The latest SteamVR release has a long-awaited feature for the VR gaming masses

Kevin Parrish
Digital Trends
valve software steamvr release asynchronous reprojection nvidia graphics only htc vive
valve software steamvr release asynchronous reprojection nvidia graphics only htc vive

Valve Software updated SteamVR on Wednesday to include three general changes and fixes, improvements and additions to Compositor, and around 10 HTC Vive-specific updates, feature additions, and so on. However, the big news with the update could be the added support for asynchronous reprojection for the entire SteamVR community after first appearing in a beta in late October.

If you are not familiar with this tech, consider that rendering a frame for each eye at an undetected rate multiple times a second to suspend reality takes a lot of computing power. If the base hardware cannot handle the output, then the framerate drops and the illusion breaks. The whole point of virtual reality is to suspend disbelief and jump into a realm or scenario that is currently impossible or unobtainable, and a broken framerate can ruin that.

More: SteamVR’s new ‘asynchronous reprojection’ feature aims to reduce VR lag

However, virtual reality requires the imagery to be rendered at 90 frames per second for each eye to prevent visual discomfort (aka motion sickness). Keep in mind that not only is the connected PC working to render the specific environment, but also keeping track of the user’s head to alter that environment to match the user’s line of sight.

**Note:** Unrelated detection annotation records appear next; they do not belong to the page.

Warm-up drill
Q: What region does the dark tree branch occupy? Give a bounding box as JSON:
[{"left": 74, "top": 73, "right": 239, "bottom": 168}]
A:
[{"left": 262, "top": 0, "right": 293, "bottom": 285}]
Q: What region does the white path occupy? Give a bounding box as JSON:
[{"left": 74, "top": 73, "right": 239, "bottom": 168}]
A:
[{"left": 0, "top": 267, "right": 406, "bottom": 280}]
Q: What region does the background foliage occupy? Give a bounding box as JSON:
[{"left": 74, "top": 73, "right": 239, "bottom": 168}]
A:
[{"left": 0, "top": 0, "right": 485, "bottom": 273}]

In other words, there is a lot of computational work going on behind the scenes.

But some hardware configurations struggle to keep that pace, dropping frames each second like a child running with an overflowing basket on Halloween. To fill the framerate holes created by underpowered hardware and retain the 90 FPS rate, asynchronous reprojection grabs an older, already-used frame and alters it to match the current head-tracking data before rendering it on the screen if the rate dips below 90 frames per second.

Previously, Valve Software implemented interleaved reprojection into SteamVR as a temporary fix, which limited the base rendering to 45 frames per second and re-rendered every other frame to meet the 90 frames per second requirement. This worked great in regard to keeping up with the user’s head tracking but had a negative impact in performance regarding animations and positional movement.

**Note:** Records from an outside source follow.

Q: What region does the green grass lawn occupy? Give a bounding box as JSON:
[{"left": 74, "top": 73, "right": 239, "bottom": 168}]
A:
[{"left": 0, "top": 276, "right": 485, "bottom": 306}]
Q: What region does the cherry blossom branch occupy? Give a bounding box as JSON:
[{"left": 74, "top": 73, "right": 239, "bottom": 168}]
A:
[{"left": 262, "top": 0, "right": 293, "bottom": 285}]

Thus, the difference between the two is that interleaved is locked and automatically re-renders every other frame whereas asynchronous alters an old frame to match the current head data on-the-fly when the framerate dips. The result of the latter is a smooth and comfortable experience overall given that frame rates will quickly fluctuate whether the PC meets the minimum requirements or not.

The new support for asynchronous reprojection currently only works on graphics chips provided by Nvidia using driver version 372.54 or newer; AMD graphics chips are not compatible with this version. The feature can also be manually disabled if needed in the Performance section of the SteamVR settings by unchecking “Allow asynchronous reproduction.”

Here are additional notes regarding the asynchronous reprojection feature provided by Valve:

  • Current status is listed in the lower left section of SteamVR Settings (Async Reprojection On/Off). If you have “Allow asynchronous reprojection” checked, but are still seeing “Async Reprojection Off” on the left, this means it is not supported on your current setup — see above for requirements.
  • The frame timing graph has been updated to show the number of times each frame has been presented (white line in the stacked CPU graph) and the number of times each frame has been reprojected to a different Vsync than originally rendered for (red line on the stacked GPU graph).
  • “Allow interleaved reprojection” checkbox still applies in Async mode. It controls whether the application is dropped to 45Hz when not making framerate, or if it is allowed to get further and further behind until a frame winds up getting presented twice. This leads to less positional judder, but that judder is more random (which tends to be more annoying).